Excerpt from Blood’s Cost

“Is there anything I need to know before I meet them?” he asked. “Anything that will keep them from eating me?”

Trent frowned. “You don’t have to worry about being eaten, but there are some courtesies, and a few safety measures. Renden and the others will make sure they feed before we arrive, which decreases our risk. Still, it’s best to avoid anything that makes your heart pound.” He gave a wry chuckle. “I’m told it’s a bit like waving food in front of a dog. They can’t really read your mind, no matter what the rumors say, but they are very good at reading your expression and body, so don’t do anything that might look … aggressive.” He paused. “Oh, and try not to meet their gaze.”

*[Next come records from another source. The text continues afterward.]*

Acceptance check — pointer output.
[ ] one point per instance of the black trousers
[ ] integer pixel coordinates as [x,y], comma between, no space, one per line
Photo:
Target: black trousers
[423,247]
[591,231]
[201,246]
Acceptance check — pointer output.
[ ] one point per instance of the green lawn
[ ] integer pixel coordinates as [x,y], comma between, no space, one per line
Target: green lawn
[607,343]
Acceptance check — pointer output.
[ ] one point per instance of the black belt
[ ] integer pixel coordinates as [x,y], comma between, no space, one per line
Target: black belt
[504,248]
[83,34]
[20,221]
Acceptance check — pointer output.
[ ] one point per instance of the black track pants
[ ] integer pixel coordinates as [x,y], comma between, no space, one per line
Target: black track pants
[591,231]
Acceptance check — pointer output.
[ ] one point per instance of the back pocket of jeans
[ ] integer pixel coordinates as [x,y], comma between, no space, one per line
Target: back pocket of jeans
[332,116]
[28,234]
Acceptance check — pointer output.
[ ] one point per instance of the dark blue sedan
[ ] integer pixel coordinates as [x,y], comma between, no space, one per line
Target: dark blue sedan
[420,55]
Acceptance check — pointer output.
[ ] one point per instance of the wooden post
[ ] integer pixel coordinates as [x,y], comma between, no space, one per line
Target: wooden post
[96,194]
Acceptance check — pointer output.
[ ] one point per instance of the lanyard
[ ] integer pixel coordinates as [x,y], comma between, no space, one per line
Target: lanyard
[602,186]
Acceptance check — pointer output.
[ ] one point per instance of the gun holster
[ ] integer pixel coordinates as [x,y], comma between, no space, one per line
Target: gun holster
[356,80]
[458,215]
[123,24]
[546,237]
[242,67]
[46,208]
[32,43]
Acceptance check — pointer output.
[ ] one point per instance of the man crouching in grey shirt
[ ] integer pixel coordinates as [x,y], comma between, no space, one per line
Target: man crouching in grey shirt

Trent shrugged. “One of their abilities is compulsion. If they capture your gaze, they can compel you to do what they want. Most vayash moru won’t use their ability except to protect themselves, but it’s best to avoid the situation.”

Trent turned the cart up a dirt path, and not long after, a couple of modest wooden houses came into view. Behind the houses was a barn and a fenced yard for sheep and goats, along with a large plowed field. Off to one side was a blacksmith’s forge. The smell of charcoal wafted on the night air, and the glow from the furnace made Jonmarc think of home. He swallowed hard, and tried to focus on the task at hand.

“We’re here,” Trent said.

The night was quiet as Trent stopped the wagon. They were in a clearing in the center of a small group of homes. The windows in several of the homes were dark, while a few glowed with lamplight, and the forge’s glow kept the area from being too dark to navigate. No one was in sight. Yet Jonmarc knew they were not alone. The hair on the back of his neck stood up with the clear sense that they were being watched, and on a primal level, he knew the watchers were predators.

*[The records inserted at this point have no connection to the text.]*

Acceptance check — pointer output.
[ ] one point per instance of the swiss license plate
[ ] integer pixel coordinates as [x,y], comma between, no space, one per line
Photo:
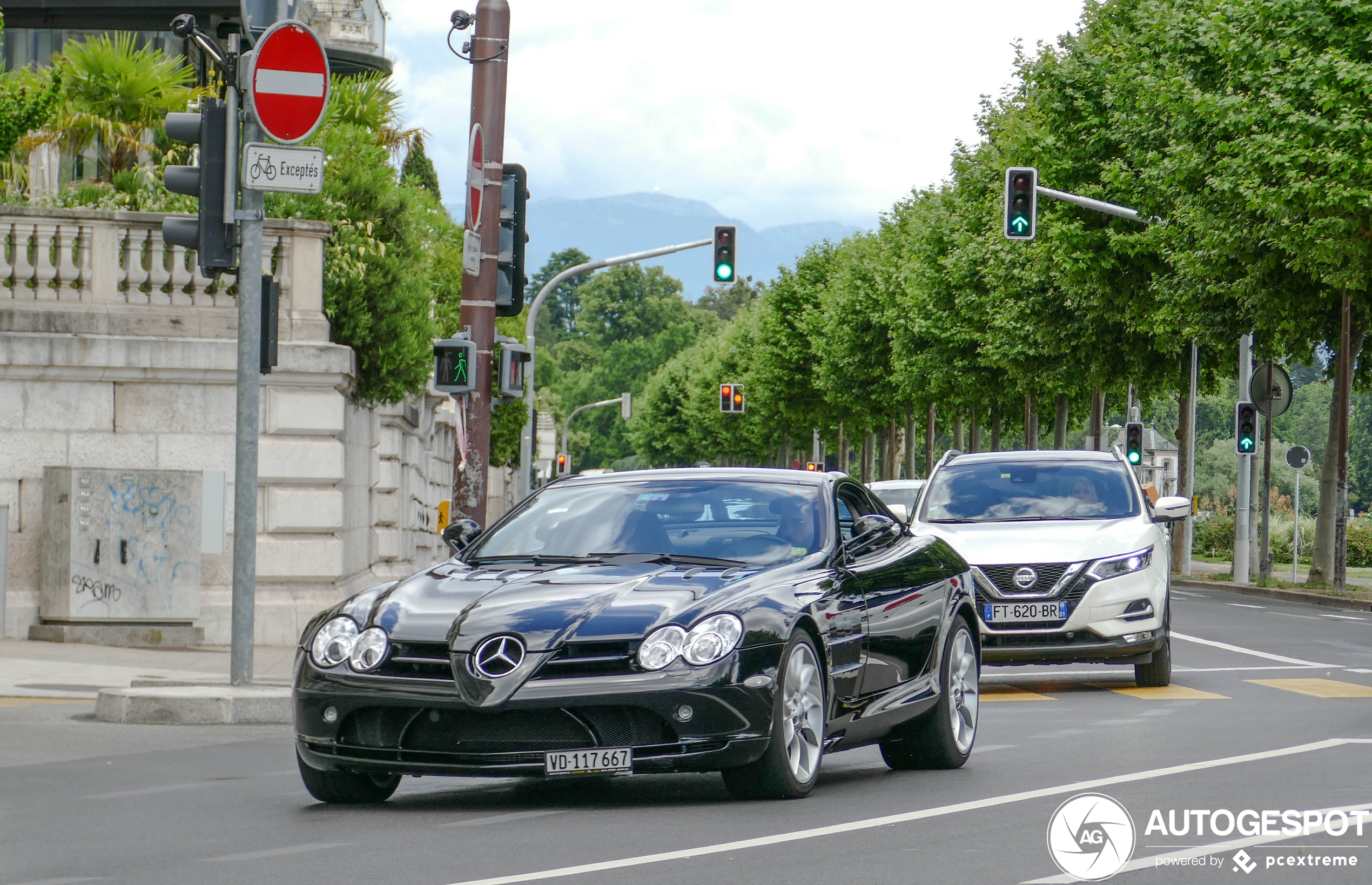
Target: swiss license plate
[604,761]
[992,612]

Trent seemed to sense his nervousness. “Do what I do,” he murmured. Trent swung down from the driver’s seat and walked around to the front of the cart, holding the reins loosely in one hand, his other hand open and slightly away from the sword at his side. Jonmarc did the same.

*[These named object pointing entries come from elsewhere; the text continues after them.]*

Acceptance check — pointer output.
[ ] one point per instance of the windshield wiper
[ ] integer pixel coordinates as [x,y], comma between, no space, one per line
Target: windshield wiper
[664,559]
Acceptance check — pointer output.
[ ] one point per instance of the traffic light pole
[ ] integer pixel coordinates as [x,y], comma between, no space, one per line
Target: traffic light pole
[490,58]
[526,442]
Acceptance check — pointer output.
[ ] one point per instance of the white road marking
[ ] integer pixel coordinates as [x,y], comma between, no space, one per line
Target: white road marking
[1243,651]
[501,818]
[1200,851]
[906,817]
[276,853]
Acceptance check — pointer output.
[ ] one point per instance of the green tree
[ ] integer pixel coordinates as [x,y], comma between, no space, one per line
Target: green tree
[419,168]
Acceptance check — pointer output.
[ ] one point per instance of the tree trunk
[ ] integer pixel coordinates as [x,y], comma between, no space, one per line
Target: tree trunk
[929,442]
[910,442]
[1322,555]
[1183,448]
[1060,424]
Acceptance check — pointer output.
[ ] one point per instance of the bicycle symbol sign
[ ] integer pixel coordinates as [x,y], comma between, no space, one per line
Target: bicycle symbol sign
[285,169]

“It’s Trent,” he told the darkness. “I’ve brought a helper. We’re here to see Renden and Eli.”

For a moment, nothing stirred. There was a movement of air, a rustling noise, and suddenly a man stood in front of them. Jonmarc jumped, and the man smiled, showing just the tips of his elongated eye teeth.

“Good to see you, Trent,” the man said. He was lanky and loose-limbed like a farm boy, with dark, short-cropped hair that stood out in a cowlick on top. In face and manner, Jonmarc guessed his age to be early twenties, but then he met the man’s eyes and revised that number to be significantly higher. The man was very pale, making his dark eyes even more prominent. He wore a leather shirt with sleeves that fell to below the elbow, and had leather riding chaps over his trews and high boots. The stranger returned his gaze directly, with an intent look as if he meant to ask a question. Jonmarc felt his skin prickle, and looked away.

“Interesting,” the man murmured. He turned his attention back to Trent. “Who did you bring us?”